Prediction Privacy in Distributed Multi-Exit Neural Networks: Vulnerabilities and Solutions

Distributed Multi-exit Neural Networks (MeNNs) use partitioning and early exits to reduce the cost of neural network inference on low-power sensing systems. Existing MeNNs exhibit high inference accuracy using policies that select when to exit based on data-dependent prediction confidence. This paper presents a side-channel attack against distributed MeNNs employing data-dependent early exit policies. We find that an adversary can observe when a distributed MeNN exits early using encrypted communication patterns. An adversary can then use these observations to discover the MeNN's predictions with over 1.85x the accuracy of random guessing. In some cases, the side-channel leaks over 80% of the model's predictions. This leakage occurs because prior policies make decisions using a single threshold on varying prediction confidence distributions. We address this problem through two new exit policies. The first method, Per-Class Exiting (PCE), uses multiple thresholds to balance exit rates across predicted classes.
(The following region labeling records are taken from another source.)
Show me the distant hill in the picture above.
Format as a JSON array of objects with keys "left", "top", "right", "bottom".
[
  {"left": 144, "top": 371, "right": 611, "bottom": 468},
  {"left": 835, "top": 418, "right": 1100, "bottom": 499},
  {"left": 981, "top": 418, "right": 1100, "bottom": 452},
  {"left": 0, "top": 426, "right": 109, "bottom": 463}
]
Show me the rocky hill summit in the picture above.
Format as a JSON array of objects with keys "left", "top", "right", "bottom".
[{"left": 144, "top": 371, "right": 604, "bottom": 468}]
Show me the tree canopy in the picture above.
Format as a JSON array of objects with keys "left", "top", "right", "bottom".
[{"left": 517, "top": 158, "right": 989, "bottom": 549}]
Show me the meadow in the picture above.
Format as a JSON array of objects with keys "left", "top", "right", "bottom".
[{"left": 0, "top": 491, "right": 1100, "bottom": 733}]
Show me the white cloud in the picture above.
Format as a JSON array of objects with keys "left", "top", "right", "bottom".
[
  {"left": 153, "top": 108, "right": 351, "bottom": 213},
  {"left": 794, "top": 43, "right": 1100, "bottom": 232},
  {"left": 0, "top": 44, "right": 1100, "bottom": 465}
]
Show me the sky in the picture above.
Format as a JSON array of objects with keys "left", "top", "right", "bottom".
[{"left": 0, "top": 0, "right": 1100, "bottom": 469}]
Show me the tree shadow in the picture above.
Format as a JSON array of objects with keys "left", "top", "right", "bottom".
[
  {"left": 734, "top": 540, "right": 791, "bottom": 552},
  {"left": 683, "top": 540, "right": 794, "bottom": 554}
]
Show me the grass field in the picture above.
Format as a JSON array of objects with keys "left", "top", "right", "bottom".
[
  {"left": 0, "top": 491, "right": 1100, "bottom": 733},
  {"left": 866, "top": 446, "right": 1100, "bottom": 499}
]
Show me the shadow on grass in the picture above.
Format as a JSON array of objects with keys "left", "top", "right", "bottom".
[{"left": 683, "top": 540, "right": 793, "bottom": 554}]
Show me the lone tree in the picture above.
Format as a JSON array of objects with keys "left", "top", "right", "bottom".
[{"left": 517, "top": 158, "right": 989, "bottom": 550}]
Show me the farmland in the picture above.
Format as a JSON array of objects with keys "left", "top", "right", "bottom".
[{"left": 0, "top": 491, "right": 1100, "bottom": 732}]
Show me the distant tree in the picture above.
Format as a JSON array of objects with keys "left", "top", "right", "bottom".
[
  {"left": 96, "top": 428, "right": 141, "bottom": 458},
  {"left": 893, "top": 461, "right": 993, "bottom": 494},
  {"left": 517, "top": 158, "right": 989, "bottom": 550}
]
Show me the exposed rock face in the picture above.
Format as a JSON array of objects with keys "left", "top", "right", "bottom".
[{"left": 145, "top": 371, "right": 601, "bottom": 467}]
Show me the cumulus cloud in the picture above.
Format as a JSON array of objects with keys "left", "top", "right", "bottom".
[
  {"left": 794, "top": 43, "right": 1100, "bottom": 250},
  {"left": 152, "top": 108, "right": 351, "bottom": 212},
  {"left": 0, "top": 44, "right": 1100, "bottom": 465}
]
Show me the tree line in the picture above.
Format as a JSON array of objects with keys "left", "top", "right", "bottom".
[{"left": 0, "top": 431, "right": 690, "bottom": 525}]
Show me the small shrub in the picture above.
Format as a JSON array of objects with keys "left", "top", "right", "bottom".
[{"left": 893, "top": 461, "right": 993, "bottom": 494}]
This policy retains high accuracy and lowers prediction leakage, but we prove it has no privacy guarantees. We obtain these guarantees with a second policy, Confidence-Guided Randomness (CGR), which randomly selects when to exit using probabilities biased toward PCE's decisions. CGR provides statistically equivalent privacy with consistently higher inference accuracy than exiting early uniformly at random. Both PCE and CGR have low overhead, making them viable security solutions in resource-constrained settings.